Optimality principles have been used to explain the structure and behavior of living matter at different levels of organization, from basic phenomena at the molecular level, up to complex dynamics in whole populations. Most of these studies have assumed a single-criteria approach. Such optimality principles have been justified from an evolutionary perspective. In the context of the cell, previous studies have shown how dynamics of gene expression in small metabolic models can be explained assuming that cells have developed optimal adaptation strategies. Most of these works have considered rather simplified representations, such as small linear pathways, or reduced networks with a single branching point, and a single objective for the optimality criteria.

Here we consider the extension of this approach to more realistic scenarios, i.e. biochemical pathways of arbitrary size and structure. We first show that exploiting optimality principles for these networks poses great challenges due to the complexity of and metabolite concentrations in complex metabolic pathways. Further, we also show how to consider general cost/benefit trade-offs. In this study we have considered metabolic pathways, but this computational framework can also be applied to analyze the dynamics of other complex pathways, such as signal transduction or gene regulatory networks.The introduction of monoclonal antibodies (mAbs) against calcitonin-gene related peptide (CGRP) or CGRP receptors in the treatment of migraine raised concerns on the possible risks associated to the long-term inhibition of CGRP physiological functions.
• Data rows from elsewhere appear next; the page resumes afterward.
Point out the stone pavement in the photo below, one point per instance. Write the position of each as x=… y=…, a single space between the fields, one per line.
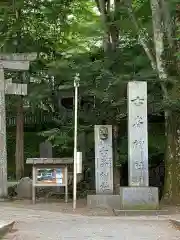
x=43 y=225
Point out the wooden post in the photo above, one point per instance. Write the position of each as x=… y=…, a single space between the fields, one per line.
x=13 y=62
x=3 y=151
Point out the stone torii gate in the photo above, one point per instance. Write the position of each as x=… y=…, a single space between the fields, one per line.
x=17 y=62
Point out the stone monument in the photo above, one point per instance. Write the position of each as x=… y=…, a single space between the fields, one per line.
x=138 y=195
x=103 y=169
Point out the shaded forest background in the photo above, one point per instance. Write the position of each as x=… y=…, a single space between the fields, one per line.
x=108 y=43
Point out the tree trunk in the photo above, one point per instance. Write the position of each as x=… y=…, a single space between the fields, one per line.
x=19 y=155
x=172 y=159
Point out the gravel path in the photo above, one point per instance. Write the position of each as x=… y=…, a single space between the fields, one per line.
x=43 y=225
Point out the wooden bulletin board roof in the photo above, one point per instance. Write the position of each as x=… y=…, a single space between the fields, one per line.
x=49 y=161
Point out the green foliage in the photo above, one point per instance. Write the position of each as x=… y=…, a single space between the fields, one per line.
x=67 y=35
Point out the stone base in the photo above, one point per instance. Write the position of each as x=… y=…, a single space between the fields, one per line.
x=103 y=201
x=139 y=198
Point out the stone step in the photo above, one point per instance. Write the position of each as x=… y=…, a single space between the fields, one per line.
x=5 y=228
x=131 y=213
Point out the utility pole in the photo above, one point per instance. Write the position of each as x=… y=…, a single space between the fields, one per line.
x=76 y=86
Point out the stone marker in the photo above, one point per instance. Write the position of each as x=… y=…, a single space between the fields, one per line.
x=24 y=188
x=103 y=170
x=137 y=134
x=138 y=195
x=45 y=149
x=103 y=159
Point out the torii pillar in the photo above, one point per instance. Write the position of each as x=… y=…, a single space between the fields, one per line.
x=17 y=62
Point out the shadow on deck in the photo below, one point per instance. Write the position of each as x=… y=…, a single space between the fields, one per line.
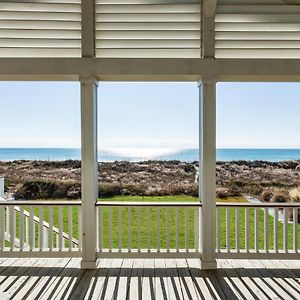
x=148 y=279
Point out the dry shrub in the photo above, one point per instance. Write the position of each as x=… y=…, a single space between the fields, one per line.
x=279 y=198
x=295 y=194
x=267 y=196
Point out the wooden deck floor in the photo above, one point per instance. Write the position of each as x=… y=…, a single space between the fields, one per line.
x=148 y=279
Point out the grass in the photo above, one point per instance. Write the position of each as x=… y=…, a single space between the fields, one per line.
x=161 y=215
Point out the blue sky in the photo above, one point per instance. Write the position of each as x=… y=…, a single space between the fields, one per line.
x=155 y=115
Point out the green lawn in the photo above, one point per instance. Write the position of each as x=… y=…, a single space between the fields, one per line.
x=154 y=215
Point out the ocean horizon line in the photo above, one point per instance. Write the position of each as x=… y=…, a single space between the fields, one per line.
x=143 y=154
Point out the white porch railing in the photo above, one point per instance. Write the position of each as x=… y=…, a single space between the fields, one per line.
x=40 y=228
x=148 y=229
x=262 y=230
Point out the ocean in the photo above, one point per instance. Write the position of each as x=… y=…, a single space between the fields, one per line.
x=140 y=154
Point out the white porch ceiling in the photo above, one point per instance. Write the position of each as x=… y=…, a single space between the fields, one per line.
x=151 y=28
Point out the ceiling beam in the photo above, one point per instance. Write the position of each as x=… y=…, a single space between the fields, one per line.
x=172 y=69
x=88 y=28
x=209 y=8
x=208 y=28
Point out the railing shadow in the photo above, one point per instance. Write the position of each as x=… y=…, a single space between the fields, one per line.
x=43 y=282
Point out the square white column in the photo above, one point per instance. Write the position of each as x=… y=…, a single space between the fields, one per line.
x=89 y=171
x=207 y=170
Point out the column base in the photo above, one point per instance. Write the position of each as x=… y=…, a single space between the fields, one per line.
x=89 y=264
x=209 y=265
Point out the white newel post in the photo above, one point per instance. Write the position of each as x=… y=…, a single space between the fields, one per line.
x=89 y=170
x=207 y=170
x=1 y=187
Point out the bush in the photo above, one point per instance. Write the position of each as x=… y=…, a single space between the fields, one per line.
x=295 y=194
x=279 y=198
x=6 y=186
x=39 y=189
x=267 y=196
x=222 y=193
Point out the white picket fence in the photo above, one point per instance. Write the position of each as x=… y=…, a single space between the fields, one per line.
x=30 y=228
x=149 y=229
x=257 y=230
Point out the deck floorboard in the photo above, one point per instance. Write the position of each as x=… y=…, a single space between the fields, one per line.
x=62 y=278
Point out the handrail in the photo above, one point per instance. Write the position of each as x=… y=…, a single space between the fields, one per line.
x=268 y=205
x=148 y=204
x=41 y=202
x=47 y=225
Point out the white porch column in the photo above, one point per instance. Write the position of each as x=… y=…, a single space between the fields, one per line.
x=89 y=170
x=207 y=170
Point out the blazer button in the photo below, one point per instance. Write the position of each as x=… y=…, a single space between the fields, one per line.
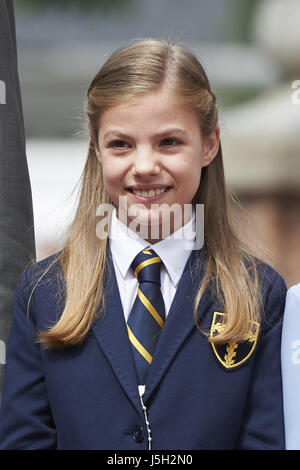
x=138 y=435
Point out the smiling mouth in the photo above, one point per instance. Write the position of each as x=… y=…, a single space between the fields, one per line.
x=148 y=194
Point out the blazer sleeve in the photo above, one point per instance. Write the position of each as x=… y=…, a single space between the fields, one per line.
x=290 y=361
x=25 y=416
x=263 y=423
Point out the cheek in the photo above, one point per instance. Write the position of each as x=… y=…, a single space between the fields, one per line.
x=112 y=174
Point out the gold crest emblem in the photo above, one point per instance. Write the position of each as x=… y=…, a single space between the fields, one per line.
x=233 y=354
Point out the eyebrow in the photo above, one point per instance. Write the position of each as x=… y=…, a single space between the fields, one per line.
x=173 y=131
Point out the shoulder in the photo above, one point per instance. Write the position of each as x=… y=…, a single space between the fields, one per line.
x=292 y=307
x=294 y=293
x=273 y=294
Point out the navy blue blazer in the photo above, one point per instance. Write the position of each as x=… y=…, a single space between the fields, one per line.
x=86 y=396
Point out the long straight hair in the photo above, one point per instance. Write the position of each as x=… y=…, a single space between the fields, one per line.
x=141 y=67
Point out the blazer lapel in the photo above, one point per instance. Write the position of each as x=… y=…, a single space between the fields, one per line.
x=111 y=334
x=179 y=323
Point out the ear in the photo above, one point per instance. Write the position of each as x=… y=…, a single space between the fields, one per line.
x=211 y=146
x=95 y=145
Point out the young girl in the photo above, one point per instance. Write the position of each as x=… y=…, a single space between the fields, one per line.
x=142 y=339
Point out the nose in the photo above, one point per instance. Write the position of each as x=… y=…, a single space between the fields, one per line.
x=145 y=161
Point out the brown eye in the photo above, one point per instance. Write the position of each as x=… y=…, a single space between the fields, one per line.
x=170 y=142
x=118 y=144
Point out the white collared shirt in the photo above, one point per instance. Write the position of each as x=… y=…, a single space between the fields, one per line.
x=290 y=364
x=174 y=252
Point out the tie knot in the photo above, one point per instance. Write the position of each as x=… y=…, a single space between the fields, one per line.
x=146 y=267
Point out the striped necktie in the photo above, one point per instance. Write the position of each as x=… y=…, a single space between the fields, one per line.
x=147 y=315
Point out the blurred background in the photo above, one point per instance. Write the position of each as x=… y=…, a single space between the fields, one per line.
x=251 y=52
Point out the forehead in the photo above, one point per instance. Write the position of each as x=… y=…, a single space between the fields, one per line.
x=148 y=112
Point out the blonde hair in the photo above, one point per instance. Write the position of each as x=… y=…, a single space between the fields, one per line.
x=138 y=68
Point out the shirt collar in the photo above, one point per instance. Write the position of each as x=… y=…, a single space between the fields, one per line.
x=174 y=250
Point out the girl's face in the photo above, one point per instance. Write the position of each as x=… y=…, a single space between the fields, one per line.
x=152 y=152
In this proof-of-concept study, we have measured the circulating levels of CGRP in 7 patients with high-frequency episodic migraine receiving the anti-CGRP receptor mAb erenumab for at least 6 months, to test the hypothesis that long-term blockade of CGRP receptors induces an increase in systemic CGRP levels via a classical up-regulation mechanism.Plasma CGRP levels were measured by a validated radioimmunoassay at baseline, and after 1 and 6 months of treatment with erenumab, 70 mg given sc every 4 weeks.We found (data expressed as the means ± SD) 38.34 ± 30.74 pg CGRP/ml of plasma at baseline, 38.19 ± 29.23 pg/ml after 1 month and 53.89 ± 28.03 pg/ml after 6 months of treatment. Thus, the average increase in plasma CGRP levels after 6 months of treatment was about + 40% compared to both baseline and 1-month treatments; such difference was not statistically significant because of high SD values in all groups.